Among a nationally representative sample of parents with children ages 6-18, two-thirds say their child has had a headache not related to a fall or head injury, according the C.S. Mott Children’s Hospital National Poll on Children’s Health at the University of Michigan.
“Headaches are very common in children and usually not dangerous or disruptive. But in rare occasions, they can also be a symptom of a more serious health issue. Parents should be able to recognize signs that indicate a potentially more urgent situation,” says poll co-director Sarah Clark, M.P.H.
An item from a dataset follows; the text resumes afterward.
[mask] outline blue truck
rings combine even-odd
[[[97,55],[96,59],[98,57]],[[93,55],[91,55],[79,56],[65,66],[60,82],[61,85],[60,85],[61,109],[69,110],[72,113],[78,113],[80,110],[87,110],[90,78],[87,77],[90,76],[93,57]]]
Yet parents polled were not uniform in their response to potentially serious headache scenarios that might represent meningitis. Three quarters of parents said they would definitely go to the ER if their child had a headache with repeated vomiting; two thirds would definitely go to the ER if their child had a headache with neck stiffness and fever.
“Although very rare, meningitis strikes quickly,” Clark says. “If a child has a severe headache along with neck stiffness, persistent vomiting and fever, parents should get prompt medical advice – at the ER or from their child’s regular doctor.”
Some parents may delay care because their children have been vaccinated against bacteria that cause meningitis. However, Clark notes that meningitis vaccines are recommended at different ages throughout childhood, and often parents don’t realize that their children have not received all recommended doses. Therefore, parents who notice signs and symptoms of meningitis should seek medical advice immediately, she says, regardless of their child’s vaccination history.
Parents also find it challenging to deal with less serious headache situations. Doctors recommend a medical consultation if children’s headaches don’t get better with over-the-counter pain medicine – particularly if they occur frequently and disrupt the child’s ability to sleep, go to school or participate in activities. But only half of parents would seek medical care for a headache so painful that the child needed to leave school, while a third of parents were unlikely to call a doctor in that scenario.
“Children describe and experience headaches differently from adults, which can make it challenging for parents to determine whether or not to take the extra step of calling a doctor,” says Clark.
Most parents gave their child an over-the-counter pain reliever for a headache. But one in six parents said they would withhold pain relief medicine so that the provider could see how bad the headache was.
“Withholding pain relief medication is unnecessary, and just prolongs the child’s suffering,” Clark says. “Documenting key information – such as how the child responded to medicine, what seemed to make the child feel better or worse, and if the child has a history of headaches – is much more helpful to providers.”